Crimes of ‘Blood’: A comparative analysis of South Africa’s Immorality Act (1927 & 1950) and Prohibition of Mixed Marriages Act (1949), and Miscegenation Laws in North America
This study compares the effects of Miscegenation Laws in 20th century North America with those of apartheid South Africa’s Immorality (1927& 1950) and Prohibition of Mixed Marriages (1949) Acts. It draws on three sets of primary data: a) law reports of cases tried and sent for appeal - under various versions of the Immorality Act - before 1948 under the government of the Union of South Africa and after 1948, under the Apartheid government; b) House of Assembly and Senate Debates of the South African Parliament, under both the Union and Apartheid governments; and c) related Government Commission Reports. It also draws on already existing analyses of similar data from the North American experience to produce a comparative analysis of relevant laws in South Africa and North America.

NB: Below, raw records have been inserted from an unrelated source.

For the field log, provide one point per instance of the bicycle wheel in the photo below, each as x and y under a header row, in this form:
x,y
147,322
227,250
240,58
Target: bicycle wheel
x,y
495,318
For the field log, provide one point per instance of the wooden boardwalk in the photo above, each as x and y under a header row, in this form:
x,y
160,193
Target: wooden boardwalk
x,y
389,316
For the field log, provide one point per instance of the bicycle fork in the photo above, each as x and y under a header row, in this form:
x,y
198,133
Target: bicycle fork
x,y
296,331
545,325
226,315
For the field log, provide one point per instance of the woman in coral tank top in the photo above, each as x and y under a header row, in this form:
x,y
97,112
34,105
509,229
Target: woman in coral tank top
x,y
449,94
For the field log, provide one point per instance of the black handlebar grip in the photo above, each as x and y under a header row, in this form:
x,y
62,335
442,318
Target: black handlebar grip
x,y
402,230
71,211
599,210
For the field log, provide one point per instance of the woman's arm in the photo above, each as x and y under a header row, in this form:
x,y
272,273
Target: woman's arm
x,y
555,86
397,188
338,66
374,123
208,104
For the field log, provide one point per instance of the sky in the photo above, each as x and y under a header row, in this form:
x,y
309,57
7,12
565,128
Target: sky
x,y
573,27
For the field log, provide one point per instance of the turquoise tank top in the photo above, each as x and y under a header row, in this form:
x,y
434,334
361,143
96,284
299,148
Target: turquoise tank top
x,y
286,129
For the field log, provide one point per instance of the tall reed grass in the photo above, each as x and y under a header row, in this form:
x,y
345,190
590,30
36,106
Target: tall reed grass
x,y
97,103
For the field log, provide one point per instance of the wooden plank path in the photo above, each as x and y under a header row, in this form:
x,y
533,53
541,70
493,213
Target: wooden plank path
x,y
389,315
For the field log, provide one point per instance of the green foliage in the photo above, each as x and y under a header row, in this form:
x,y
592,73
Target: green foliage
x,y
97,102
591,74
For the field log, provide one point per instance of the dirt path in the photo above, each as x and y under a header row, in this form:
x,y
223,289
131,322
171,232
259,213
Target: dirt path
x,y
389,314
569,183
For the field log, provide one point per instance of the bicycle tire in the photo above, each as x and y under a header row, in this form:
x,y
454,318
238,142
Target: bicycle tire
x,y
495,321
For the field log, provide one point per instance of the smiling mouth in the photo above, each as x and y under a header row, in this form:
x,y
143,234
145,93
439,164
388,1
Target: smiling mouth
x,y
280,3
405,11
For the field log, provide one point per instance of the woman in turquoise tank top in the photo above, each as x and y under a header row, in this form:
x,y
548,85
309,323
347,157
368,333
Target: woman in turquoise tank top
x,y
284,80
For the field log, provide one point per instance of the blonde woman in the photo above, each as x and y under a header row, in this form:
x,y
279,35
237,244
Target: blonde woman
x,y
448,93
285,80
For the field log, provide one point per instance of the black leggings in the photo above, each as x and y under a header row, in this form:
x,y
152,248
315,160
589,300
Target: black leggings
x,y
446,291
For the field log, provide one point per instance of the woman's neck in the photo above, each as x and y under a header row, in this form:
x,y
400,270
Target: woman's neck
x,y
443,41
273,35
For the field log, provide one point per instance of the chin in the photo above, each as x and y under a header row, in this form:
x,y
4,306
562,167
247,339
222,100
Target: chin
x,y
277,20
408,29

The project examines the logic, procedures and socio-political effects of these key laws of Grand Apartheid. I ask four broad questions:
- What can we learn from the North American body of knowledge on the administration of ‘interracial’ sex and marriage that might be of relevance to such administration in colonial and apartheid South Africa?
- What is different about the South African case?
- How does this difference contribute to knowledge in this field?
- What does this comparative analysis offer in support of a critical literacy for the use of ‘race’?